Dzień jak co dzień w krakowskim MPK.

Ciężki dzień przeżywali wczoraj mieszkańcy Krakowa, najpierw poranną kawę pod Galerią Krakowską przerwać mogła im procesja Bożego Ciała z Wroną i Kłosem, później, wsiadając do autobusu, mogli natknąć się na dwóch wysokich pasażerów.

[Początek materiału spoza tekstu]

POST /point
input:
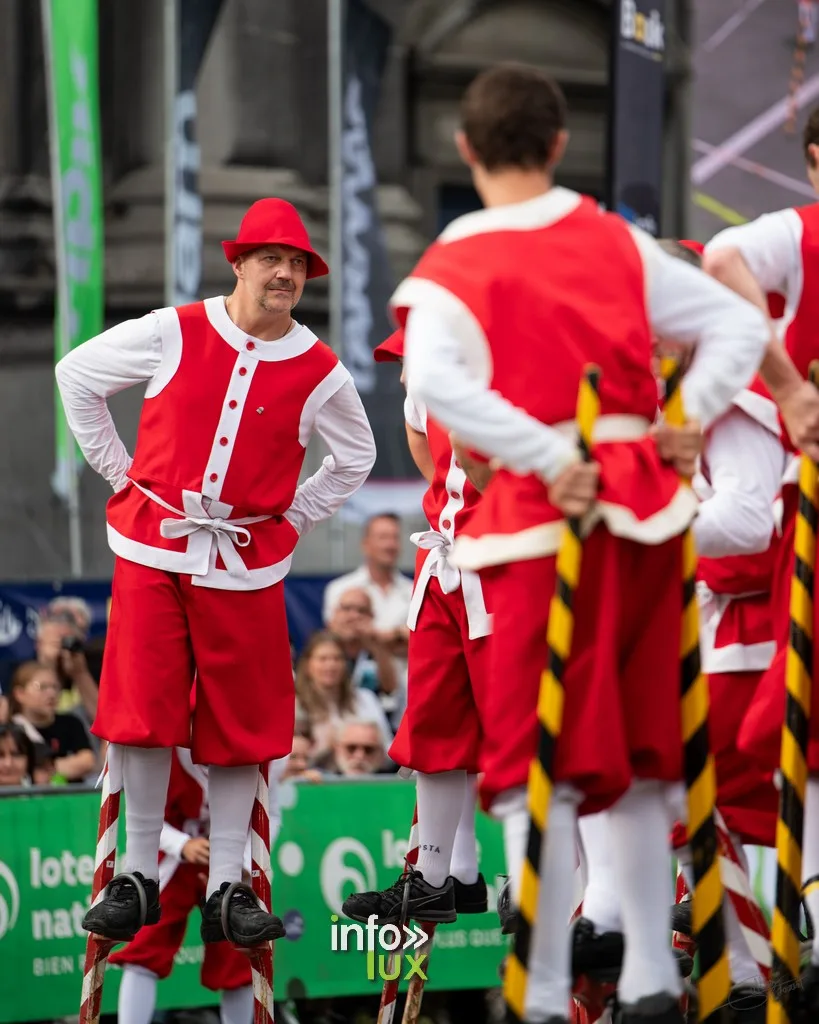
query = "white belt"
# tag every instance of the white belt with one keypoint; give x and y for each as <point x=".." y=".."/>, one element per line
<point x="228" y="534"/>
<point x="449" y="578"/>
<point x="614" y="427"/>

W tym miejscu rozkładamy ręce, bo nie wiemy i ustalić nam się nie udało, dlaczego panowie Gruszka i Gortat podróżowali wczoraj komunikacją miejską w Krakowie. Czy to jakaś akcja marketingowa MPK? Czy może społeczna "Kanar z ludzką twarzą" "zostaw samochód w domu, jedź autobusem (zwłaszcza, że możesz spotkać tam znanych siatkarzy i koszykarzy)"? No bo w to, że oni sobie po prostu wsiedli w autobus i gdzieś pojechali, nie wierzymy. Na pewno nie.

embed

Podejrzewamy, że mogło mieć to jednak coś wspólnego z wielkim wydarzeniem planowanym na przyszły weekend w Kraków Arenie. 29 czerwca odbędzie się tam kolejna edycja meczu Gortat Team vs. Wojsko Polskie. Koszykarz do występu w swojej ekipie zaprosił wielu sportowców, w tym Gruszkę właśnie (w hali na Czyżynach pojawiają się również, między innymi, Łukasz Piszczek i Łukasz Fabiański).

A może Wy wiecie coś więcej na temat akcji autobusowej? Albo znalazłyście się w gronie szczęśliwców, którzy wsiedli do odpowiedniego autobusu w odpowiednim czasie?